Personal information
- Date of birth: July 12, 1993 (age 31)
- Position(s): Midfielder

Team information
- Current team: Vanløse IF

Youth career
- 2011: Brøndby IF U19
- Esbjerg fB

Senior career*
- Years: Team / Apps / (Gls)
- 2012–2013: Frederikssund IK
- 2014: BK Søllerød-Vedbæk
- 2014–: Vanløse IF

= Casper Hyltoft =

Danish footballer (born 1993)

Casper Hyltoft (born 12 July 1993) is a Danish former professional football player, who is now playing football tennis in KFIF. Casper has been representing Fodtennis Danmark, which is the Danish National Team in football tennis, since 2020.
Casper won the Danish National Championship in the categories of double and triple in 2022.

==Youth career==
Hyltoft had started his youth career playing for Brøndby and played for the Esbjerg fB.

===Nike Chance===
Hyltoft was one of seven talented young players from Denmark selected to compete in the Nike Chance trials event in Zeist, Netherlands.

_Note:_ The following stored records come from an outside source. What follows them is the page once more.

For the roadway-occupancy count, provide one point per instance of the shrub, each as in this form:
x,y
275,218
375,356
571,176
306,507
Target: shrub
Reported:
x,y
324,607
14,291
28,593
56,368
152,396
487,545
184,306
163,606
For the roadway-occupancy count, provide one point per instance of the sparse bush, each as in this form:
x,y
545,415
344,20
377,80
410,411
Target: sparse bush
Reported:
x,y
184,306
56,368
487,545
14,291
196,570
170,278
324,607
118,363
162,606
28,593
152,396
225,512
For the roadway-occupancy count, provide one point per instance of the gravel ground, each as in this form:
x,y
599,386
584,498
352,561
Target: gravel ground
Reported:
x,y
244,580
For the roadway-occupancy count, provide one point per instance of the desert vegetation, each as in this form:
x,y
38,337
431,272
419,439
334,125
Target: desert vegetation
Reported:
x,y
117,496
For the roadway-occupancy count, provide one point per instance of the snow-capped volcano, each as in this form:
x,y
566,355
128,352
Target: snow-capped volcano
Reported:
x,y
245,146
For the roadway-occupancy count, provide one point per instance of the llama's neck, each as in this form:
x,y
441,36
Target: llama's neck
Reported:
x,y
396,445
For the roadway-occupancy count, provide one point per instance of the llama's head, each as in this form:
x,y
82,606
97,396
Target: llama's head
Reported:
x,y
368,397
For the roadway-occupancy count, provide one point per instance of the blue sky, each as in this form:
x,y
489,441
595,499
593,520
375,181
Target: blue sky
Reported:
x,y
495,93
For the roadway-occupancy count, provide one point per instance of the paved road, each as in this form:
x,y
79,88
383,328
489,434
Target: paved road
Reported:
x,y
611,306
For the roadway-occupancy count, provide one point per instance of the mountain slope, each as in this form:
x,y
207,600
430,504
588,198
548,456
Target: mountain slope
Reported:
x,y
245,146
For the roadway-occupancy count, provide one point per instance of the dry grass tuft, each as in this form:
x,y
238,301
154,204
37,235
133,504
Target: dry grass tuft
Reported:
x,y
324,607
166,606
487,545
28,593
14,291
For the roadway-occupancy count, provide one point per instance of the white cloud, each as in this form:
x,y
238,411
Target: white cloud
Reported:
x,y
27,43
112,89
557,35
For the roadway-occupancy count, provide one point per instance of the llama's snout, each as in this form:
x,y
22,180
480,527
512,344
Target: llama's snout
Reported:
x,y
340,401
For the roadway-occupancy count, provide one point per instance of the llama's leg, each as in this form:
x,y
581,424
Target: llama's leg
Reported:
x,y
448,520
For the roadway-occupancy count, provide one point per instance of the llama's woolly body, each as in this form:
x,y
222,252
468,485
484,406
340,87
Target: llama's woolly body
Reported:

Hyltoft was not selected after losing out to fellow countryman, Claus Hennie.

==Club career==
===Frederikssund IK===
Hyltoft scored one goal in three games in the 2012–13 Danish Cup after going 1–2 in a first round elimination.

==International career==
===Haiti national U-23===
Hyltoft is currently exploring the prospect of joining the Haiti national under-23 football team in hopes of qualifying for 2016 Rio Olympics, as he would be edible to play by way of his mother, who is native of Haiti.

===The World Cup in Romania===
Casper represented Fodtennis Danmark at the World Cup in Romania 2021.

===The European Championship in Turkey===
Casper represented Fodtennis Danmark at the European Championship 2022.